“回稟聖上,微臣既知聖上之念,就當為聖上解憂!臣計議已定,若聖上有意遣臣前往歐羅巴州,那臣便該心甘情願為聖上所驅使!”
鄭芝鳳將茶盞放在錦凳上,起身麵帶慨然之色拱手施禮道。
“鄭卿,其實此事朕已考慮良久,隻是內憂外患之下才拋卻一旁。朕以往與故徐學士、欽天監湯若望等臣子交談之時語涉西洋之事頗多,故對外夷亦算知之頗深,朕知歐羅巴諸強於算學、將作、醫術、律法、文學、天文等等諸多方麵均早已超越我大明之相關。單說火器方麵,我大明現下雖勉強可與之匹敵,但種種不諧之下,不出十載,就火器而論,不論射程與威力都將遠勝我大明,並會將此差距愈拉愈大!蓋其人有工匠之心也,專於一門便精於一門,且其中巧思之匠會慮其不足而補之,以使之愈發精強為榮,此等匠心實乃我大明所欠缺也,此亦皆賴其諸國重視算學也。歐羅巴之人已深知,將作之基便在算學,為此,自各國國主之下具重之,故其將作之精巧將會遠勝我大明矣。若有朝一日,有覬覦我大明之利者挾堅船利炮來攻,其後果實不敢想象!”

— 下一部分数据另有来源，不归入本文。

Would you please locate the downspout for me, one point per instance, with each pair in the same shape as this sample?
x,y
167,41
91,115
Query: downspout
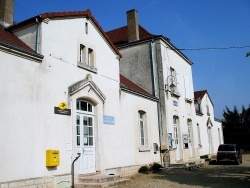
x,y
155,94
37,37
73,170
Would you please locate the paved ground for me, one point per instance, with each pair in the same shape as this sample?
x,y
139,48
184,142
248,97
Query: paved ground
x,y
226,175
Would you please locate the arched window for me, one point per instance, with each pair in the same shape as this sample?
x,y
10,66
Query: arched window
x,y
176,132
143,128
84,106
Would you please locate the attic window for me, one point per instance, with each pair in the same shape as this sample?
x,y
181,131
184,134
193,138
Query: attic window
x,y
86,59
86,28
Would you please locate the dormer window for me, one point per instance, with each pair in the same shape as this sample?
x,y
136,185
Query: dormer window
x,y
86,27
171,83
198,108
208,113
86,58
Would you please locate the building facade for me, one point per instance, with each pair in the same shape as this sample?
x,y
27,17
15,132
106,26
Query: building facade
x,y
155,64
64,102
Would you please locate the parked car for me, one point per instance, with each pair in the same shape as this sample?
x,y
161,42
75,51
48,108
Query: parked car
x,y
229,152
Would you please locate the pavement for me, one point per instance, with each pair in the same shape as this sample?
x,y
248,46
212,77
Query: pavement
x,y
226,175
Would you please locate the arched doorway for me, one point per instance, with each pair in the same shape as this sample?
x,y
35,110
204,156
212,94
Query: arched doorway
x,y
85,135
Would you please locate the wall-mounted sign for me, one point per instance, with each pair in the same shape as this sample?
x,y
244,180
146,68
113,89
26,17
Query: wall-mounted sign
x,y
109,120
62,105
57,110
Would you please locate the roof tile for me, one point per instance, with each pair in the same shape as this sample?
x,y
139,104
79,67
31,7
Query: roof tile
x,y
9,38
131,85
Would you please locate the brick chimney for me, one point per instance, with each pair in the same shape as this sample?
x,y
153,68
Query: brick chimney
x,y
133,27
6,12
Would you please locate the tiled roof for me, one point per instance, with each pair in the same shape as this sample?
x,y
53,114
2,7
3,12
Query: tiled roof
x,y
200,94
9,39
86,14
120,35
132,86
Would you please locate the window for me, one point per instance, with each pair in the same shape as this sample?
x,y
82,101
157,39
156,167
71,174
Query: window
x,y
142,129
90,57
86,59
199,135
86,28
189,124
219,136
188,92
84,106
82,54
208,113
172,82
176,134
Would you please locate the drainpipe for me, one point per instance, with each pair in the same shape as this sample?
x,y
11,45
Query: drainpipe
x,y
73,170
155,93
37,37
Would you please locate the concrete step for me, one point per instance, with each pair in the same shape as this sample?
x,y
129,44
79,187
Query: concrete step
x,y
100,181
99,178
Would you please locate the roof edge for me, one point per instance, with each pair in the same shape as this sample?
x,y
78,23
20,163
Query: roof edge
x,y
10,48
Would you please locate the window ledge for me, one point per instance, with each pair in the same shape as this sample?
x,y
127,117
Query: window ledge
x,y
86,67
144,149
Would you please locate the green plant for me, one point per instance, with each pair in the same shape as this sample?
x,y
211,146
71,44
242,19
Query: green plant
x,y
143,169
155,167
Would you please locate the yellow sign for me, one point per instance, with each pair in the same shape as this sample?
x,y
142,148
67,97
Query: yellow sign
x,y
62,105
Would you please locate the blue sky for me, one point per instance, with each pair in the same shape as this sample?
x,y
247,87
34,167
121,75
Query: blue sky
x,y
190,24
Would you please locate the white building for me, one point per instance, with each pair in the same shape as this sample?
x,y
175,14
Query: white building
x,y
209,129
155,64
110,124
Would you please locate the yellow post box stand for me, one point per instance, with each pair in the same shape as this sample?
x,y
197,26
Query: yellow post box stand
x,y
52,158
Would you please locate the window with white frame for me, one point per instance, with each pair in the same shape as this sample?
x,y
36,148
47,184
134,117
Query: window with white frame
x,y
142,128
82,53
86,58
90,57
199,135
189,124
208,113
176,132
86,28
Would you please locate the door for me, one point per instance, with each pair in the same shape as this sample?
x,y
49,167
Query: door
x,y
210,139
176,143
190,139
85,137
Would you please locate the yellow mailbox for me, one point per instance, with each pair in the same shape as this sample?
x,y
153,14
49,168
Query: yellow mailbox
x,y
52,158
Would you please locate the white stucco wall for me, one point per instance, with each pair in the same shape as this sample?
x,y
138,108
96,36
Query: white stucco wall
x,y
29,125
206,122
184,109
128,150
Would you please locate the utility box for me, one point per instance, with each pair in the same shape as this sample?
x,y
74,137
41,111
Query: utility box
x,y
52,158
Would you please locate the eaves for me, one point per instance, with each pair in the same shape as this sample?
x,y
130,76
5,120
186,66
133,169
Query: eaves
x,y
8,48
157,37
134,92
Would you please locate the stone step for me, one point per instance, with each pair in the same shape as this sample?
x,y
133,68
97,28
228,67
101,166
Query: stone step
x,y
100,181
98,178
114,183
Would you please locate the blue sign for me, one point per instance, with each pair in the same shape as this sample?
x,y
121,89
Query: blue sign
x,y
109,120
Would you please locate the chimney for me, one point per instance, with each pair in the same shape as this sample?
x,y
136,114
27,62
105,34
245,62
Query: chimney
x,y
6,12
133,27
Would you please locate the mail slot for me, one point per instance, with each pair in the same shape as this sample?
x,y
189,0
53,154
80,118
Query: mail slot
x,y
52,158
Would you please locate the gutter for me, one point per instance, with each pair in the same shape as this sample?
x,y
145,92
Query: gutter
x,y
124,88
171,46
20,52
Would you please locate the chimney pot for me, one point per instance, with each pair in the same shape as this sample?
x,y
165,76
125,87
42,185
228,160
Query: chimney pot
x,y
133,26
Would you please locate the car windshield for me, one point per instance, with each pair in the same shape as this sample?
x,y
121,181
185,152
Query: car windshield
x,y
226,148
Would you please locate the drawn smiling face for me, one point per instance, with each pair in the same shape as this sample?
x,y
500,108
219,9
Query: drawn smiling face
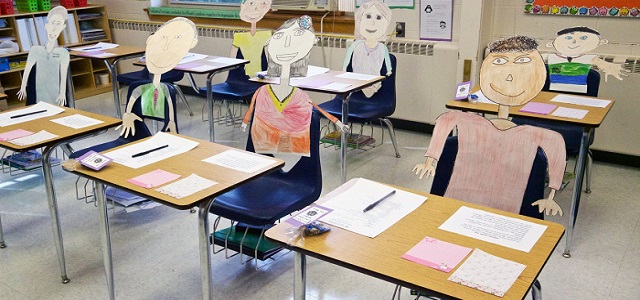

朱由檢一直認為,中華文明之所以千百年來一直領先於世界,最重要的一點便是因其具備了兼容並蓄的博大胸懷,而不是那種狂妄自大、以排外為榮的狹隘的民族主義泛濫造成的。但現在大明內部的主體思潮卻是以世界中心自居,對中華以外的他國文明極度鄙視和排斥,這是一種極其危險的思想和行為,必須盡快予以糾正和扭轉。
要想打破目前大明朝野上下這種故步自封、盲目自信的狀態,引進先進的外來文明與思想、與所謂的外夷加強各方麵的交流成了最為必要的手段。隻有讓大明朝野眾多有識之士睜開眼睛,看到更多實實在在先進的事物,認識到大明已經在很多方麵被他們所鄙夷的外夷超越並正在被迅速甩在身後,大明隻有奮起直追,將來才不至遠遠落後於他國。